The gun control group Brady is crowing over a decision by a California Superior Court judge to allow a lawsuit against Smith & Wesson and a California gun store to proceed, despite arguments from the firearms manufacturer that the Protection of Lawful Commerce in Arms Act should preclude the litigation from moving forward.
The civil suit was brought by family members of victims of the shooting at the Chabad of Poway synagogue in Poway, California in 2019, but the legal wing of Brady is taking a leading role in the litigation; part of the group’s efforts to use the courts to hold gun makers responsible for the acts of criminals.
You can read the judge’s decision for yourself here, but there are a couple of things worth pointing out.
First, Brady alleges that Smith & Wesson “knowingly violated” federal law regarding sales of machine guns to the general public, even though the gun that was used by the attacker was a semi-automatic firearm. Brady’s making the claim that Smith & Wesson knowingly manufactured a gun that could be “readily converted” to fully-automatic fire in violation of the National Firearms Act (the gun used in the Poway shooting wasn’t modified to shoot full-auto, but that’s of no importance to Brady’s argument). If that legal argument were to hold up in court, then the Biden administration and a weaponized ATF would surely declare that all AR-15s and other semi-automatic rifles are also “readily converted” and must be registered under the NFA. Think that’s crazy? David Chipman, the gun control activist who Biden wants to put in charge of the ATF, has already said that in his opinion AR-15s should fall under the NFA, and Brady’s now trying to make the same case to the judge.
Thankfully, the judge rejected Brady’s argument, declaring that “the product liability claim is barred by the PLCAA” and dismissing that claim from the lawsuit. **UPDATE** The judge is still allowing Brady to make roughly the same argument conflating semi-automatic rifles with machine guns. The gun control group can’t make their arguments based on claims of product liability, but the judge determined that Brady can argue that Smith & Wesson was negligent with its design of the rifle in question by producing a rifle “that could be easily modified, including to become an assault weapon under California law, and to fire automatically, effectively prohibited to sell to the general public under federal law (unless the NFA’s requirements were followed”.
The judge also decided that Brady’s second argument did fall outside the scope of the PLCAA; that Smith & Wesson’s marketing team were “targeting youth with advertisements over social media and through video game-like commercials despite the known risks that young people in that demographic are highly susceptible to that type of advertising and have disproportionately perpetrated mass shootings using similar firearms,” and that the company’s advertising violated California’s law forbidding “deceptive, untrue, or misleading advertising.”

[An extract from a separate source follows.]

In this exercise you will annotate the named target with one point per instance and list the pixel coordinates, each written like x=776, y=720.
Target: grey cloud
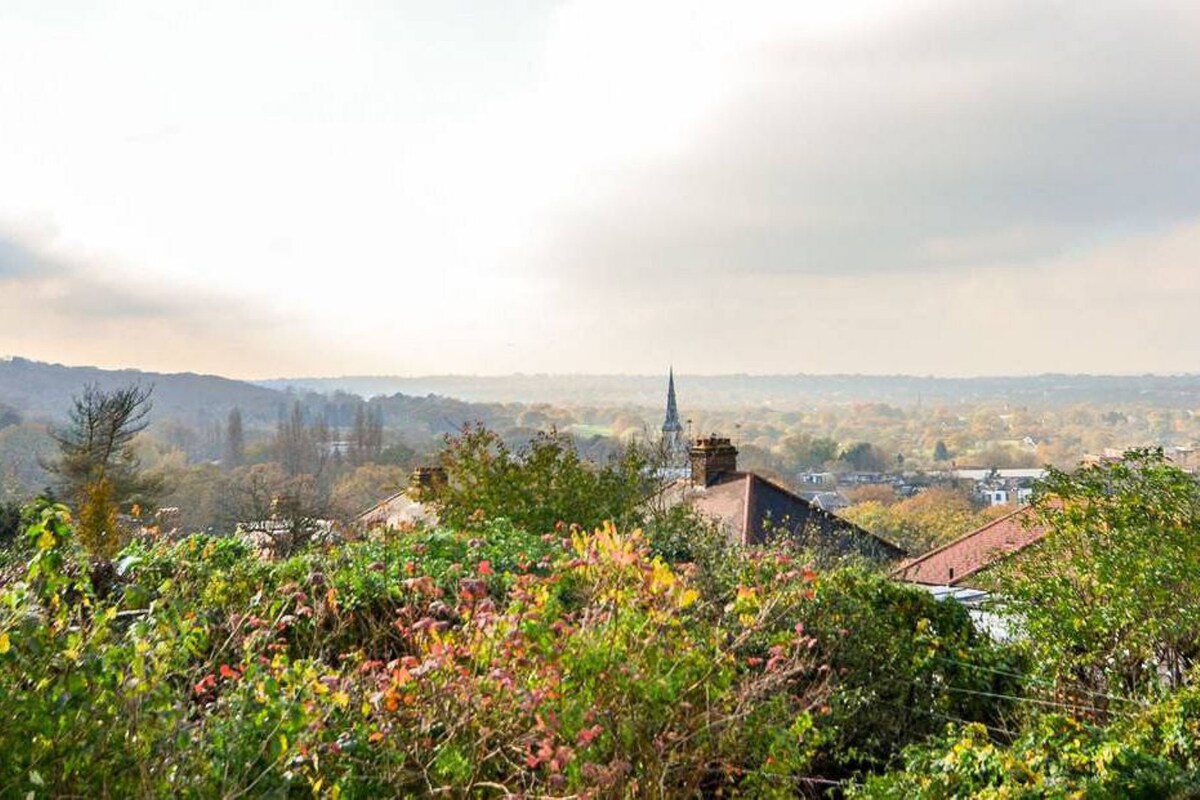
x=982, y=134
x=16, y=262
x=70, y=288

To be clear, the judge didn’t declare that Brady’s arguments are valid, but that the case can continue forward based on their claims about the company’s advertising practices. It’s still the wrong decision in my mind, because Brady’s argument, if successful, would basically prevent every company within the firearms industry from marketing to those under the age of 35. Younger Americans may disproportionately account for mass shootings and violent crime overall, but it’s still an incredibly small number of young Americans who engage in those illegal and violent acts. The vast majority of gun owners under the age of 35 are law-abiding, just like the vast majority of gun owners who are older. It’s a ridiculous argument, and the judge should have dismissed that claim as well.

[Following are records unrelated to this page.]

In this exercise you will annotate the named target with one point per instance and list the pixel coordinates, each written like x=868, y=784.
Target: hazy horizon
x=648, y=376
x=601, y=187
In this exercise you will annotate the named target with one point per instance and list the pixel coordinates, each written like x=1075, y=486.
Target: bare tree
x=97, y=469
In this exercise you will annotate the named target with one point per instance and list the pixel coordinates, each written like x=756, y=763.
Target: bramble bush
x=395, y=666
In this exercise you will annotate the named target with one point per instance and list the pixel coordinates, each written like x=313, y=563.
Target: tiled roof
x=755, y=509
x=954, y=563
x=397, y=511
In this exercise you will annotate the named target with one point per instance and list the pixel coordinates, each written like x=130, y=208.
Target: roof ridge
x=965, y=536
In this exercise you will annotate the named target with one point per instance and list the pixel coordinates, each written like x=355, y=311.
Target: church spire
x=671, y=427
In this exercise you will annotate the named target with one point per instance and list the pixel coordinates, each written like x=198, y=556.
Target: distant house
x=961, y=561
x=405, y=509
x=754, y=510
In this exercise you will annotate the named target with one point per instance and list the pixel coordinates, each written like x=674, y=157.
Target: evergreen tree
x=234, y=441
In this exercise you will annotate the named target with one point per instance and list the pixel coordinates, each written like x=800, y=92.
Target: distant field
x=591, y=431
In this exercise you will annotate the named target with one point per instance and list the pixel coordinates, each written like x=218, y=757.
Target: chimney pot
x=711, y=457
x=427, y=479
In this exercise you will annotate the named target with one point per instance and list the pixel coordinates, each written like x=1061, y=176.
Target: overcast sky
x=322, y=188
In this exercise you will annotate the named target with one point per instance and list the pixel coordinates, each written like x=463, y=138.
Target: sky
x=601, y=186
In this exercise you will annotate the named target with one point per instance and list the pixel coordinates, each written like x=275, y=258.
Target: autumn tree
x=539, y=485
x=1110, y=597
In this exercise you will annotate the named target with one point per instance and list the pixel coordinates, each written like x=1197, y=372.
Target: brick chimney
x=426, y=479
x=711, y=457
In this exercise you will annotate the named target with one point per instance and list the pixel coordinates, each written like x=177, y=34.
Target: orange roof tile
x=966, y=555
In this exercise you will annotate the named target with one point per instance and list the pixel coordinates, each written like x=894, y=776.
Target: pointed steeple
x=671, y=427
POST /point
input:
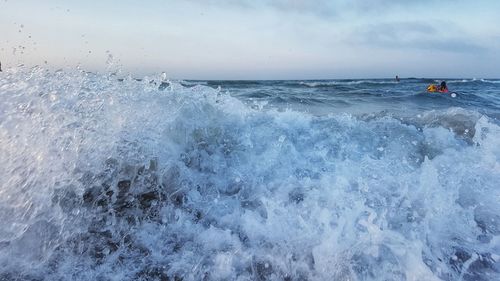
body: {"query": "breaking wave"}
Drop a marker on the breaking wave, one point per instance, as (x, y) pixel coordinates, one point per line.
(125, 180)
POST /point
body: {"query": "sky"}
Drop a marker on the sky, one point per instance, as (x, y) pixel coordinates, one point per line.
(256, 39)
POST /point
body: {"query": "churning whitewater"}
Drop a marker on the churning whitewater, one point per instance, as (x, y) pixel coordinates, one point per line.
(144, 179)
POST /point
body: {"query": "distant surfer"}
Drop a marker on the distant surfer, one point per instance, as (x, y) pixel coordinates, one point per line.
(434, 88)
(443, 88)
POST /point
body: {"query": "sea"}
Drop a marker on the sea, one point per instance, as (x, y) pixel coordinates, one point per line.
(106, 176)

As we discussed with the National Shooting Sports Foundation’s Mark Oliva on Wednesday’s Bearing Arms Cam & Co, the gun control lobby’s decades-long strategy of using litigation to try to bankrupt the industry isn’t necessarily predicated on getting a win and a huge verdict. A “death by a thousand cuts” works just as well, and even if Smith & Wesson ultimately prevails in this lawsuit, the company will still be on the hook for hundreds of billable hours by attorneys working on their defense. The longer these trials drag out, the better it is for anti-gun activists, even if they ultimately lose their case.
In the meantime, Brady will be seeking all kinds of internal documents from Smith & Wesson as part of the discovery process, hoping to find anything that they can use to insinuate that the company was marketing guns to mass shooters.
I suspect Smith & Wesson will appeal this decision, but given the fact that the lawsuit was filed in state court and not the federal judiciary, I’m not feeling great about California appeals court judges or the state Supreme Court throwing out Brady’s lawsuit. I think the company will eventually win the case, but that doesn’t mean their victory will come cheap or easy.